Dermal - For the dermal route, two studies reported no mortality up to the highest dose tested (20 ml/kg bw) in rats and rabbits. One study in rabbits reported a dermal LD50 of 10 ml/kg bw (9510 mg/kg bw). The lowest LD50 will be taken into account for the risk assessment. The key studies identified are the Dow/UCC (1961) study in rabbits and the UCC (1961) study in rats with reported LD50 values of 9510 mg/kg body weight for rabbits and greater than 19020 mg/kg body weight in rats.

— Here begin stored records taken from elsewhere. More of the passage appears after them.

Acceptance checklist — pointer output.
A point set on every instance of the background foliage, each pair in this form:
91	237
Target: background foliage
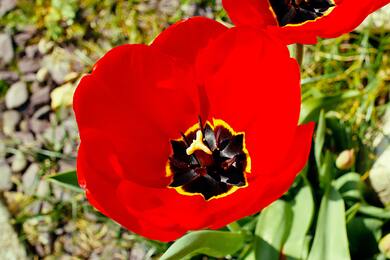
336	209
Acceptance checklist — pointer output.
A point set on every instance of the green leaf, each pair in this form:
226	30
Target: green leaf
330	240
349	185
326	171
320	138
363	234
272	230
211	243
67	180
374	212
303	212
311	107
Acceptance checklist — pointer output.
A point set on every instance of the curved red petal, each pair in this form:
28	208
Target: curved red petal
141	98
249	12
254	86
184	39
103	192
266	189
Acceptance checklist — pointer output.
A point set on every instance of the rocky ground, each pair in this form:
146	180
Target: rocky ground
45	48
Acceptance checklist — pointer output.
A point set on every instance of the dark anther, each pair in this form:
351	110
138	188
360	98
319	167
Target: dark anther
215	168
299	11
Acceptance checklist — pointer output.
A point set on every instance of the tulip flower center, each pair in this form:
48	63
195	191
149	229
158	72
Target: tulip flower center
209	160
299	11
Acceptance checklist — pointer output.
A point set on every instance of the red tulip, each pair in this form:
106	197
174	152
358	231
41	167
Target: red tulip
302	21
195	131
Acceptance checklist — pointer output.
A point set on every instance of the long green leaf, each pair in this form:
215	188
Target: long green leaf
272	230
326	171
303	212
212	243
320	138
330	240
311	107
67	180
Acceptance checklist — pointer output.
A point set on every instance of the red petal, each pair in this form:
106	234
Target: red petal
268	188
104	186
254	86
141	99
184	39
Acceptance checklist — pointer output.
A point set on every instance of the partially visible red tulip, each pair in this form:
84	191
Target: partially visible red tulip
195	131
302	21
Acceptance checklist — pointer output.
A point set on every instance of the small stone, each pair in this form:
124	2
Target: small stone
5	176
66	165
58	64
31	50
62	96
38	126
40	97
25	138
6	5
41	112
10	119
42	74
43	189
29	77
27	65
23	37
24	125
6	49
44	46
19	162
8	75
30	179
16	95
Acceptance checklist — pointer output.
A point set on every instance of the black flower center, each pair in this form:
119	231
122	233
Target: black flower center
211	161
299	11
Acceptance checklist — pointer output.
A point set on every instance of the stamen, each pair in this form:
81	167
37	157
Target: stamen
208	160
198	145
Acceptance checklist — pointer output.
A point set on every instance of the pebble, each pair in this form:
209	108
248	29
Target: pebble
6	49
16	95
42	74
27	65
41	96
38	126
6	5
30	179
5	176
10	120
41	112
19	162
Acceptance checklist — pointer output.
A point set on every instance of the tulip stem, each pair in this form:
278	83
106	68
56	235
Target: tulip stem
234	227
299	52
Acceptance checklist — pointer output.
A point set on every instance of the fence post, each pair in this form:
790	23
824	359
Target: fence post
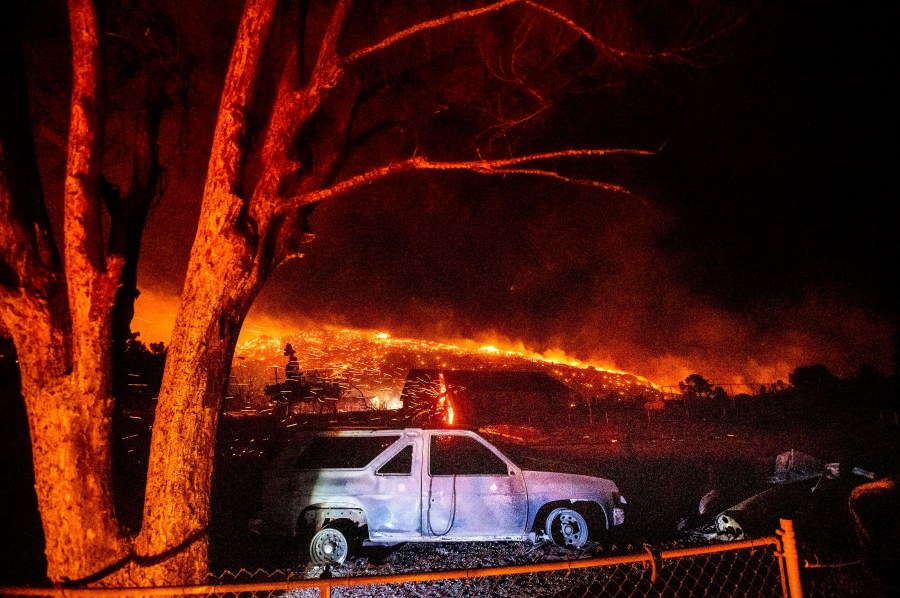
790	558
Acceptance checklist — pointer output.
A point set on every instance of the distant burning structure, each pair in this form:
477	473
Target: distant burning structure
372	368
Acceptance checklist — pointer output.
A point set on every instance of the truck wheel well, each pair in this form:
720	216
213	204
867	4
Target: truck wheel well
596	518
315	518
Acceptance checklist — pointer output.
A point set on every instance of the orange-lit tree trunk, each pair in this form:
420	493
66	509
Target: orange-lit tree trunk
60	323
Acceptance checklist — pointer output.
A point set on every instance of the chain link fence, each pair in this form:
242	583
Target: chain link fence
759	568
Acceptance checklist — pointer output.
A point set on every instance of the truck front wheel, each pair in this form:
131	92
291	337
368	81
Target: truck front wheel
567	527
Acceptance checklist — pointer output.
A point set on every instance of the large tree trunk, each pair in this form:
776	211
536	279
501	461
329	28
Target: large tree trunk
222	283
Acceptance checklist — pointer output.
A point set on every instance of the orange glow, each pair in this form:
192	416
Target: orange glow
451	416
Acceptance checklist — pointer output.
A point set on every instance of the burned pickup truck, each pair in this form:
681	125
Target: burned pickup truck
340	489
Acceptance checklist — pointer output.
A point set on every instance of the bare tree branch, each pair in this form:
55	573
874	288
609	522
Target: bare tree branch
426	25
491	167
243	72
676	54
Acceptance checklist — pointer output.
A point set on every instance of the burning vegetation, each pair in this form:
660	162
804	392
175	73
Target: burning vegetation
371	368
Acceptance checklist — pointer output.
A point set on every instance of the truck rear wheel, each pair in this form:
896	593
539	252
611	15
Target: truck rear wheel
330	545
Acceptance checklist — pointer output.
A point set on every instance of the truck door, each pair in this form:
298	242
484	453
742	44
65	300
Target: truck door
471	492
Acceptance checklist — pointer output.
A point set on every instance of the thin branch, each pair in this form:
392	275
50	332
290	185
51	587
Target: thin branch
327	71
426	25
504	166
673	54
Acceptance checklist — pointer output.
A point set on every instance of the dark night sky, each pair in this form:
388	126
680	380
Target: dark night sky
760	238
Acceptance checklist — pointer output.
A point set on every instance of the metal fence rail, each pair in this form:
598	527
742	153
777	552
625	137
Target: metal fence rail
763	567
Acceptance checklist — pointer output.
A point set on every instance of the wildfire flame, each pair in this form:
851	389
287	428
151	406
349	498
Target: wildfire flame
375	364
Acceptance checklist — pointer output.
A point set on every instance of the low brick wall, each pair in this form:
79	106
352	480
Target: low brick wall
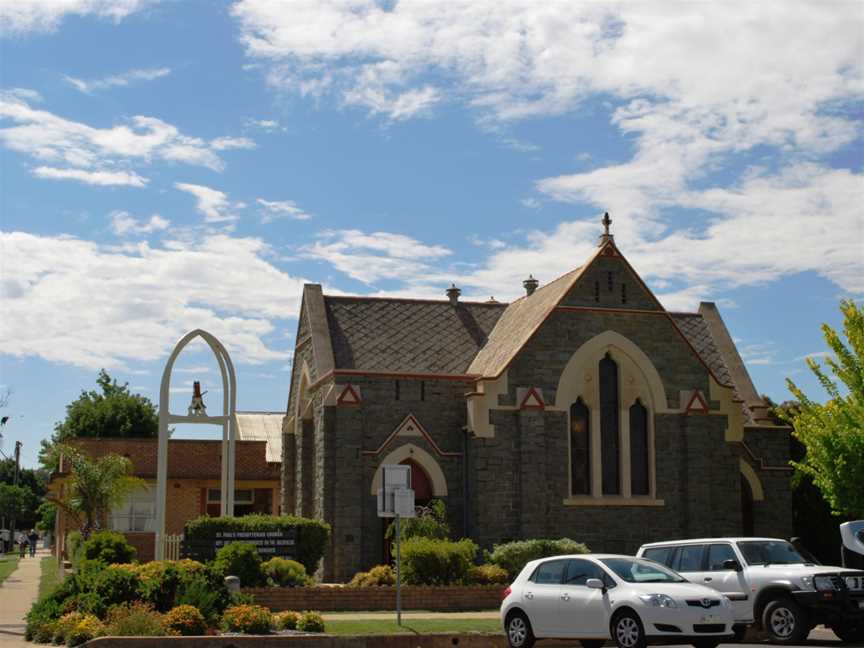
442	640
342	599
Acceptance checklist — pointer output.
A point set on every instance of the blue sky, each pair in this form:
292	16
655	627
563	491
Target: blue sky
173	165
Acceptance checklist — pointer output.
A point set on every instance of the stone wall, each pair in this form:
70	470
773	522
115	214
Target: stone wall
325	599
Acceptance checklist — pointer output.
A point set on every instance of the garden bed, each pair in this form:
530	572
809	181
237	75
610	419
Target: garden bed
442	640
442	598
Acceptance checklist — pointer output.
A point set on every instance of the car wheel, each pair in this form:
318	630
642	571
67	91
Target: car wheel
627	630
785	621
519	634
850	632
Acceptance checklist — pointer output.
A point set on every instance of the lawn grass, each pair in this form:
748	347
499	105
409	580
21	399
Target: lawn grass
8	563
48	576
411	626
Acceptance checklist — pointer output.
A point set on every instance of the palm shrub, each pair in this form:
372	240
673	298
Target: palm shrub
185	620
513	556
437	562
282	572
95	487
109	547
239	559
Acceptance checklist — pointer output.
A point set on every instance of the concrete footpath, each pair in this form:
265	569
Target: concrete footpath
17	594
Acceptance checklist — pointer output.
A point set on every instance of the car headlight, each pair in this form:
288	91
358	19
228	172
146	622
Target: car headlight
823	584
658	600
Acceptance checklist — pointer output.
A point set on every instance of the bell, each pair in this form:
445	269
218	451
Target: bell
197	407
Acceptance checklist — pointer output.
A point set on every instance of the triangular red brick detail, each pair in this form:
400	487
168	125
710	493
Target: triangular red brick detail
348	396
532	400
702	406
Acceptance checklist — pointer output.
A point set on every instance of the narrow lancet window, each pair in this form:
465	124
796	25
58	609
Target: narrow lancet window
639	472
580	449
609	426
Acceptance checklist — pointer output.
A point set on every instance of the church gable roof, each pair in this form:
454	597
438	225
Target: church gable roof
518	323
407	335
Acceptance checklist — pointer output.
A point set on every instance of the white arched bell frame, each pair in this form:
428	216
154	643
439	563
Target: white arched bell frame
226	420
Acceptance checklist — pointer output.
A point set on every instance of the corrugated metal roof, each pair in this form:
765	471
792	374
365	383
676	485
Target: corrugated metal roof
262	426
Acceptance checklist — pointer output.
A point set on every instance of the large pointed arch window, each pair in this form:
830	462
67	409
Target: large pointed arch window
611	433
580	448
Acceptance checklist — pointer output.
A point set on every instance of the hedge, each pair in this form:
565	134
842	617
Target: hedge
312	535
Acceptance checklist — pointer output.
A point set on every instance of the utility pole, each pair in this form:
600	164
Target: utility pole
17	471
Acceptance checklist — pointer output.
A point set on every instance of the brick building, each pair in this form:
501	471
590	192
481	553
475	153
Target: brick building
193	480
583	409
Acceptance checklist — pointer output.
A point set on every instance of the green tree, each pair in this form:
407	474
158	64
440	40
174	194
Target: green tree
35	480
94	487
113	411
18	502
833	432
46	516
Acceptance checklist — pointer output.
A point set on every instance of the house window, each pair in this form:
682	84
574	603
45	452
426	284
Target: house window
609	433
639	471
580	449
138	512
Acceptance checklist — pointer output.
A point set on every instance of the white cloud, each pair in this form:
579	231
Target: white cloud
74	301
211	203
117	80
99	178
274	209
124	224
49	138
24	16
225	143
688	98
267	125
370	257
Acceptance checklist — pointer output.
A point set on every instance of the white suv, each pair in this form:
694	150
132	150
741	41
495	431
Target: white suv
771	584
596	596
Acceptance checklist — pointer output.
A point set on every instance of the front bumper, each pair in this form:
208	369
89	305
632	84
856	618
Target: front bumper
832	605
685	639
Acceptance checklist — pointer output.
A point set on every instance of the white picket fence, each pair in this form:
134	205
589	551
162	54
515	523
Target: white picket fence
171	545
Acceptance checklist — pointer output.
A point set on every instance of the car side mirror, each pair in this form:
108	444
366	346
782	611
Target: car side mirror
732	564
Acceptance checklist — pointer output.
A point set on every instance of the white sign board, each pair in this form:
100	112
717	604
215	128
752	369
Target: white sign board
395	496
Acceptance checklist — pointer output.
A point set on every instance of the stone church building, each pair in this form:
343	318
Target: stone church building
583	409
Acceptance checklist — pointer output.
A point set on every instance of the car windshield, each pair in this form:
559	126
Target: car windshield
770	552
634	570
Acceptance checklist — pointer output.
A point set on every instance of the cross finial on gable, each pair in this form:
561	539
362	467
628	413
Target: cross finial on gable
606	223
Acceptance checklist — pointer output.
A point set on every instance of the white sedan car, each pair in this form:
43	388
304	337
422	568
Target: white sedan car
597	596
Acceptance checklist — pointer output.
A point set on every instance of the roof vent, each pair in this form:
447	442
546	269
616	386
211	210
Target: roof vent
453	294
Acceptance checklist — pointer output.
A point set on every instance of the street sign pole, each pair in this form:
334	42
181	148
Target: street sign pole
398	572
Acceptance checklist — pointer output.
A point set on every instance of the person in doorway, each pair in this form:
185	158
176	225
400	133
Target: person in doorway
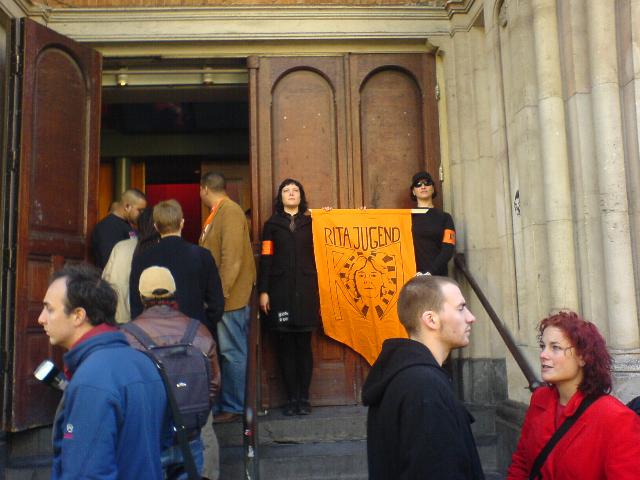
434	235
118	268
604	442
226	235
415	426
119	225
199	293
288	288
109	382
166	325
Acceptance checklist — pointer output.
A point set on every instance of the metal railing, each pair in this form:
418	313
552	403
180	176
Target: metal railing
250	418
503	330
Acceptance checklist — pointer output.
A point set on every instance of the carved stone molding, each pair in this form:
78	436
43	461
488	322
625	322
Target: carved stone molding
458	6
248	23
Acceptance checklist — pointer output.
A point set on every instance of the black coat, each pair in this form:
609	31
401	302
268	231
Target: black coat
288	273
416	429
198	286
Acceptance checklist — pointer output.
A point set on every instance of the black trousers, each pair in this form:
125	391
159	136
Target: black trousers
296	362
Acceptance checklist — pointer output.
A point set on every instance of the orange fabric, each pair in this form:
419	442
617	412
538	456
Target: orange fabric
363	258
267	247
449	236
207	222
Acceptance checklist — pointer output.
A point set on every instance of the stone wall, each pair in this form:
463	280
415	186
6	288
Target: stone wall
211	3
542	134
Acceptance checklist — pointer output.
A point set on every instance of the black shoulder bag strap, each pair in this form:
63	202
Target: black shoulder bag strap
139	334
181	432
559	433
190	332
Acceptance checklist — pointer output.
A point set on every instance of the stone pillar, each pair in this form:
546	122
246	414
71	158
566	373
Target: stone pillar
555	159
618	272
575	56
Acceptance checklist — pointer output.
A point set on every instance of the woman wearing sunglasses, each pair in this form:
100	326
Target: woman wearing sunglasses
434	235
604	441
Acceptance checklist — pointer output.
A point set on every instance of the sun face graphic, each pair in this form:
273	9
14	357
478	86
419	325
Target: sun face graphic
369	282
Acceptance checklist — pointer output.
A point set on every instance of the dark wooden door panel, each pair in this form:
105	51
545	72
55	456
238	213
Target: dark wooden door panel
395	122
301	121
57	198
347	150
302	129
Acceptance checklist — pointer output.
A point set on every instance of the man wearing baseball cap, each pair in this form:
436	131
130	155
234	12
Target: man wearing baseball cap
166	325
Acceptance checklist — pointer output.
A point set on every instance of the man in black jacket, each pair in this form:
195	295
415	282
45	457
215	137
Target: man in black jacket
415	426
118	225
198	287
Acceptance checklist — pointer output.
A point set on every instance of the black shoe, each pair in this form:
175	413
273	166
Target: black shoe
304	407
291	408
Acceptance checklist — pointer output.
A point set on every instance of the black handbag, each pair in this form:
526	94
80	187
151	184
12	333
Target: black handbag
559	433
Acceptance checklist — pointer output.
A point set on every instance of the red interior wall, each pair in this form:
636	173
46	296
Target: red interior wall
188	195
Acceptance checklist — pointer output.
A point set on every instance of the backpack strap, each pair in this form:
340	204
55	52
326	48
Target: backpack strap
181	431
139	334
190	332
558	434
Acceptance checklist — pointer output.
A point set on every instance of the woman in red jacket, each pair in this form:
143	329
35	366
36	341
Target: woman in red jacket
604	443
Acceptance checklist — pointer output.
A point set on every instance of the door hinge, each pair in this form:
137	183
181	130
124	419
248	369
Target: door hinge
17	64
13	154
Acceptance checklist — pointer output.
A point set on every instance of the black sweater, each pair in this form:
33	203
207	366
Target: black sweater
432	240
416	429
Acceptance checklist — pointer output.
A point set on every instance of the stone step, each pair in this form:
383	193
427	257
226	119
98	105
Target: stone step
341	460
485	418
487	450
325	424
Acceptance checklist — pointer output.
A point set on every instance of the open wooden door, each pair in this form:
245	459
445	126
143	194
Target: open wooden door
353	129
50	202
301	118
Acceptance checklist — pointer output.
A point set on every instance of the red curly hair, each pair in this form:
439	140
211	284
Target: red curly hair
589	344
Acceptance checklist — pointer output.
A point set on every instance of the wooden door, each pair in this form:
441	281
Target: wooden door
54	180
301	132
353	129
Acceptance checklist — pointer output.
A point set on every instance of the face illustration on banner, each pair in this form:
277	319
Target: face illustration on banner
368	281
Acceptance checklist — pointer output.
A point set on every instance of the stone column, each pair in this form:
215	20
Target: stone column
555	159
121	175
614	203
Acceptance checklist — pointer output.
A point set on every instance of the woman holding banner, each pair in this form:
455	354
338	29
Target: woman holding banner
434	235
288	288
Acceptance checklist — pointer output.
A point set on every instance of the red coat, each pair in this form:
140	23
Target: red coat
603	444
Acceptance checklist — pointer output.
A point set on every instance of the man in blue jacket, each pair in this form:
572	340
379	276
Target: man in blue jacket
113	415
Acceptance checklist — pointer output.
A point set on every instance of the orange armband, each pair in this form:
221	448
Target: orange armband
267	247
449	236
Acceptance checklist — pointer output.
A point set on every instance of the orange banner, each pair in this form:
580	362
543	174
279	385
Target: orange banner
363	257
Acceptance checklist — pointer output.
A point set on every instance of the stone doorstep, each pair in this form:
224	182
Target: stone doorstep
308	461
325	424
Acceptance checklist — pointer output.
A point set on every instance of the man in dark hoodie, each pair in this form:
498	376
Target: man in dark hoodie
416	429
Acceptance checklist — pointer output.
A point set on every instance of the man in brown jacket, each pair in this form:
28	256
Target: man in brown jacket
165	325
226	235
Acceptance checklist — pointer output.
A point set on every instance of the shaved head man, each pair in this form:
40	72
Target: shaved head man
416	428
118	225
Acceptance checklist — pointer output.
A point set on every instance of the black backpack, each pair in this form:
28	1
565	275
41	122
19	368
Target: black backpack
186	371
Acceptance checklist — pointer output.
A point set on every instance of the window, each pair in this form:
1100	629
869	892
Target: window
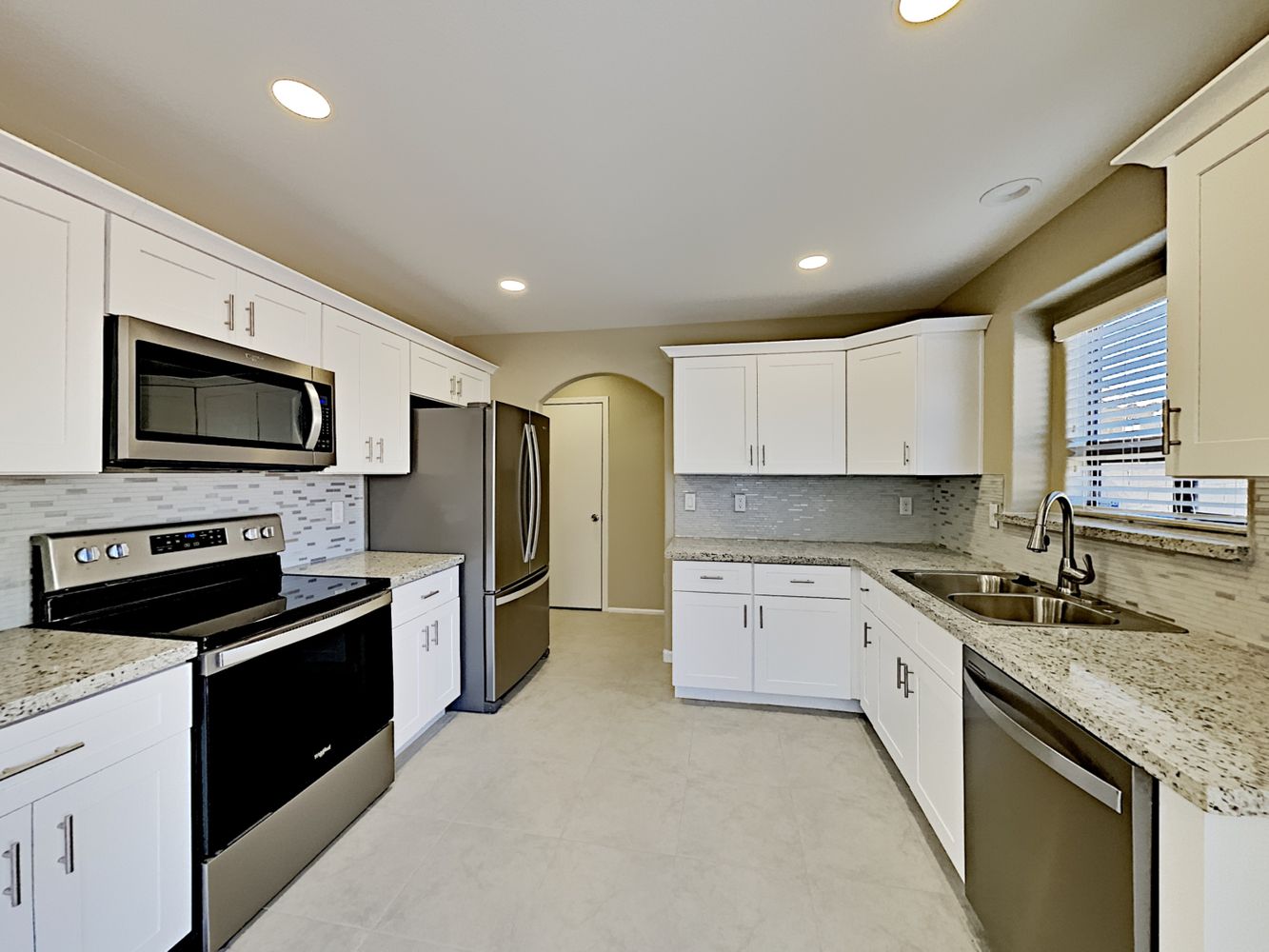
1116	385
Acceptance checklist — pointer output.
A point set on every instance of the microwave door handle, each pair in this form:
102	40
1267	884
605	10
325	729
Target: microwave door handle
315	414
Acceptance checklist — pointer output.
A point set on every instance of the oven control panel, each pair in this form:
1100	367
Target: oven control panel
186	541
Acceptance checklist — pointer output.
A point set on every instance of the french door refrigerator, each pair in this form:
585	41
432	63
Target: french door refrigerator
479	486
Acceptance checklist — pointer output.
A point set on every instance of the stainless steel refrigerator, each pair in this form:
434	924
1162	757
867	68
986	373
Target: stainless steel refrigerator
479	486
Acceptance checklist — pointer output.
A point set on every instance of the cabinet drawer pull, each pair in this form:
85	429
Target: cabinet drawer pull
30	764
14	890
68	828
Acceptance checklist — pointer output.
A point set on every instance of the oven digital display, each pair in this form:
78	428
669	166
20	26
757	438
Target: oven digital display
186	541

Justification for selection of acute toxicity – oral endpoint
Acceptable, well-documented study report which meets basic scientific principles

Justification for classification or non-classification

LD50 values for oral and dermal route are greater than 2000 mg/kg/bw. The LC0 value for inhalation is greater than 3404.47 mg/m3 (3.40447 mg/l), the highest attainable concentration.

According to the EU criteria for classification and labeling, dipropylene glycol methyl ether is not classified for acute toxicity for any route of exposure. Although there was some transient narcosis observed in some of the acute toxicity studies, this occurred at high doses and in the absence of human data would not lead to a classification for STOT SE Cat 3.